Procedure for taking the single-leg standing knee radiograph. A lateral-view single-leg standing knee radiograph was taken with the contralateral side of the foot placed on the footstool without weight-bearing.

Figure 2

Measurement of the five radiographic parameters: EXT, PTS, PTS-H, FAT, and TAT. EXT, knee extension angle, with the hyperextended position denoted as a positive value and the flexion position as a negative value; PTS, posterior tibial slope; PTS-H, posterior tibial slope to the horizontal line; FAT, femoral shaft anterior tilt to the vertical axis, with the forward tilt to the perpendicular line as the positive value; TAT, tibial shaft anterior tilt to the vertical axis, with the backward tilt to the perpendicular line as the negative value.

Figure 3

Regression lines for the relationship between the PTS and the other four parameters (EXT, PTS-H, FAT, and TAT). EXT, knee extension angle; PTS, posterior tibial slope; PTS-H, posterior tibial slope to the horizontal line; FAT, femoral shaft anterior tilt to the vertical axis; TAT, tibial shaft anterior tilt to the vertical axis; ACL, anterior cruciate ligament.

Figure 4

Typical lateral-view radiographs of a normal knee with a large PTS, and with a small PTS. The unaffected side of the knees is shown. The patient with a large PTS (left radiograph) was standing with the knee slightly flexed and the proximal tibial surface level to the ground.
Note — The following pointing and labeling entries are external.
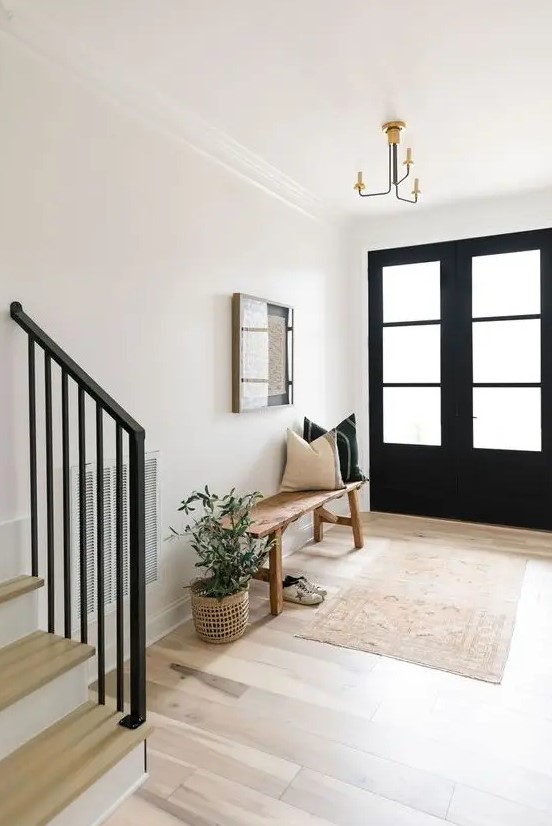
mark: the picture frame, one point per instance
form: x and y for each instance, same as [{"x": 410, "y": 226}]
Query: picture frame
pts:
[{"x": 262, "y": 353}]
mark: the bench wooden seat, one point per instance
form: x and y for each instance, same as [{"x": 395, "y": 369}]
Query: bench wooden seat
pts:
[{"x": 273, "y": 515}]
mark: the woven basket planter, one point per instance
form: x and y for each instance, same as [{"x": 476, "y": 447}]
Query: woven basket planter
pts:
[{"x": 219, "y": 621}]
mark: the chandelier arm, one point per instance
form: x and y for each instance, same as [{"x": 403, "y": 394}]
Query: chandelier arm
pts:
[
  {"x": 404, "y": 177},
  {"x": 406, "y": 200},
  {"x": 388, "y": 190}
]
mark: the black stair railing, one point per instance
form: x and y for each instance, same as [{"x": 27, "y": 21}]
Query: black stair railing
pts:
[{"x": 105, "y": 406}]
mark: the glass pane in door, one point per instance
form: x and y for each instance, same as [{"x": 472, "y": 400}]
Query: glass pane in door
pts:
[
  {"x": 412, "y": 355},
  {"x": 412, "y": 292},
  {"x": 507, "y": 418},
  {"x": 506, "y": 351},
  {"x": 506, "y": 284},
  {"x": 412, "y": 415}
]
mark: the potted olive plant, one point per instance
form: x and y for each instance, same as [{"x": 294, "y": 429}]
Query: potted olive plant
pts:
[{"x": 229, "y": 557}]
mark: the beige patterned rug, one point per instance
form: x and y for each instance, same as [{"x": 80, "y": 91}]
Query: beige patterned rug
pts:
[{"x": 441, "y": 607}]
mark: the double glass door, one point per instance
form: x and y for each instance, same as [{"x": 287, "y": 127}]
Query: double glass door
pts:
[{"x": 461, "y": 379}]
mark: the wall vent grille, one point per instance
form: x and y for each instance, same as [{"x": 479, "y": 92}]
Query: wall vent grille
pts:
[{"x": 152, "y": 532}]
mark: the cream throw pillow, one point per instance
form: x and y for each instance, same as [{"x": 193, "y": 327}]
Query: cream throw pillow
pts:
[{"x": 313, "y": 466}]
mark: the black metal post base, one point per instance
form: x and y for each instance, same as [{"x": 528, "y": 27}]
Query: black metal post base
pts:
[{"x": 132, "y": 721}]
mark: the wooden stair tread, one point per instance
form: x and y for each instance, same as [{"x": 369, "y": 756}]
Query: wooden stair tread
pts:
[
  {"x": 35, "y": 660},
  {"x": 19, "y": 585},
  {"x": 46, "y": 774}
]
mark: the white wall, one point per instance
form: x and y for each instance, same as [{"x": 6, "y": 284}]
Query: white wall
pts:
[
  {"x": 421, "y": 225},
  {"x": 126, "y": 245}
]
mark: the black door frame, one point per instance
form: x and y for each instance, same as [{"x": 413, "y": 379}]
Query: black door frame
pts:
[{"x": 436, "y": 481}]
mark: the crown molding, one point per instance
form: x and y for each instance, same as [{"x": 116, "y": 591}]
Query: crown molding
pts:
[{"x": 43, "y": 35}]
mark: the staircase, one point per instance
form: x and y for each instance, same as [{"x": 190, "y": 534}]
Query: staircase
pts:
[{"x": 68, "y": 757}]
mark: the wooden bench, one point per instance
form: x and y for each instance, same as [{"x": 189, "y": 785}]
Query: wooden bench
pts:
[{"x": 273, "y": 515}]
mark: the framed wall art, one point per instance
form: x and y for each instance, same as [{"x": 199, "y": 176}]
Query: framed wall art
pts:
[{"x": 262, "y": 353}]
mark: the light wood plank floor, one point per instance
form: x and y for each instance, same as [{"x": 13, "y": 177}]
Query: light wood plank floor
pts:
[{"x": 274, "y": 729}]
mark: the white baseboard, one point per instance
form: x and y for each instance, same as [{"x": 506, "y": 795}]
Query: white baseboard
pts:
[{"x": 165, "y": 621}]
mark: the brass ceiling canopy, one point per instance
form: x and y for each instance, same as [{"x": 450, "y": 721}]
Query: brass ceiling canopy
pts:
[{"x": 393, "y": 129}]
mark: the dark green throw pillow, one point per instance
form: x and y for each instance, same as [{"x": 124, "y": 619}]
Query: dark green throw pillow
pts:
[{"x": 347, "y": 446}]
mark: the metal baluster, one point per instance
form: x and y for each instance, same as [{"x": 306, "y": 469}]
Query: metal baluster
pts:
[
  {"x": 82, "y": 520},
  {"x": 137, "y": 541},
  {"x": 66, "y": 506},
  {"x": 119, "y": 567},
  {"x": 32, "y": 458},
  {"x": 49, "y": 493},
  {"x": 100, "y": 553}
]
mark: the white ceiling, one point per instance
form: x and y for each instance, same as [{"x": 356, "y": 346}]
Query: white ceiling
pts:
[{"x": 306, "y": 84}]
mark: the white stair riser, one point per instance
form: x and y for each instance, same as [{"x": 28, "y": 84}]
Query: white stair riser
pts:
[
  {"x": 18, "y": 618},
  {"x": 99, "y": 802},
  {"x": 15, "y": 555},
  {"x": 37, "y": 711}
]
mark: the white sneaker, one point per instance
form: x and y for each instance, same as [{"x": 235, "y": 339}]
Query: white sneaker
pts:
[
  {"x": 316, "y": 589},
  {"x": 301, "y": 593}
]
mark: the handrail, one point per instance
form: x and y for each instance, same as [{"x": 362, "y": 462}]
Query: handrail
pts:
[
  {"x": 135, "y": 498},
  {"x": 77, "y": 373}
]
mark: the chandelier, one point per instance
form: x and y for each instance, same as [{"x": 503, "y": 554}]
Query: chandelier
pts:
[{"x": 393, "y": 131}]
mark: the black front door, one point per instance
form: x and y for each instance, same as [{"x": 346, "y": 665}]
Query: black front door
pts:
[{"x": 461, "y": 379}]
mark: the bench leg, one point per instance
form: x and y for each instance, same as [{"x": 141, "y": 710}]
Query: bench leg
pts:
[
  {"x": 318, "y": 526},
  {"x": 275, "y": 574},
  {"x": 355, "y": 518}
]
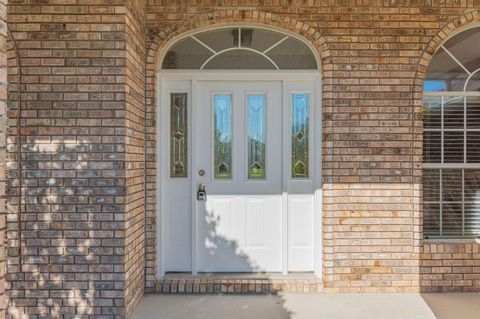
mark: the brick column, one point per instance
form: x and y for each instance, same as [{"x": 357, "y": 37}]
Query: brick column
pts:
[
  {"x": 3, "y": 136},
  {"x": 76, "y": 149}
]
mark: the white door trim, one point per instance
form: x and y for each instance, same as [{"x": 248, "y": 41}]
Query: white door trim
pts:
[{"x": 163, "y": 158}]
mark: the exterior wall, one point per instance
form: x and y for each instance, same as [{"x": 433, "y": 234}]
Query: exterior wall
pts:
[
  {"x": 450, "y": 267},
  {"x": 81, "y": 219},
  {"x": 135, "y": 154},
  {"x": 3, "y": 151},
  {"x": 372, "y": 109},
  {"x": 76, "y": 157}
]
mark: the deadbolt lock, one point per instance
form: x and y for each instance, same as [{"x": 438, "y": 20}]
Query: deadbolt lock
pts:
[{"x": 202, "y": 193}]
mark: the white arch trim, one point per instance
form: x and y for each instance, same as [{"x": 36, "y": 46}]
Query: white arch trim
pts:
[{"x": 191, "y": 34}]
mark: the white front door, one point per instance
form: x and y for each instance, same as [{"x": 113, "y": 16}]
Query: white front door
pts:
[
  {"x": 239, "y": 145},
  {"x": 251, "y": 144}
]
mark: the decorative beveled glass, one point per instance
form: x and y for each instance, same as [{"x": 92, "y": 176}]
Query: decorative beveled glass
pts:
[
  {"x": 300, "y": 135},
  {"x": 222, "y": 136},
  {"x": 256, "y": 136},
  {"x": 178, "y": 135}
]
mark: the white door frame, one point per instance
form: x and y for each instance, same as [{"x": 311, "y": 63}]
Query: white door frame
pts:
[{"x": 162, "y": 157}]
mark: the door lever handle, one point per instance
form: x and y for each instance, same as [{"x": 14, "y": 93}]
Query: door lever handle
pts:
[{"x": 201, "y": 193}]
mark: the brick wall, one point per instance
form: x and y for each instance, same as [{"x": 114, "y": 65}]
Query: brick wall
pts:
[
  {"x": 3, "y": 150},
  {"x": 135, "y": 154},
  {"x": 372, "y": 124},
  {"x": 77, "y": 145},
  {"x": 76, "y": 239},
  {"x": 450, "y": 267}
]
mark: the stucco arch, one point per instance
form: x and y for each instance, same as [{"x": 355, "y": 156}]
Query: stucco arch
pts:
[{"x": 203, "y": 21}]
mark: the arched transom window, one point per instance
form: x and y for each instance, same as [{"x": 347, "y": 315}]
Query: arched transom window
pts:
[
  {"x": 239, "y": 48},
  {"x": 451, "y": 117}
]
PTS, posterior tibial slope; PTS-H, posterior tibial slope to the horizontal line; TAT, tibial shaft anterior tilt to the vertical axis; ACL, anterior cruciate ligament.

Figure 5

Typical lateral-view radiographs of an unaffected knee of an ACL-injured patient (left) and a normal knee (right). The unaffected side of the knees is shown. The patient with the ACL injury was standing with the knee hyperextended and with a large posterior slope to the ground, resulting in less anterior knee tilt compared with that of the patient with a normal knee. PTS, posterior tibial slope; PTS-H, posterior tibial slope to the horizontal line; TAT, tibial shaft anterior tilt to the vertical axis; ACL, anterior cruciate ligament.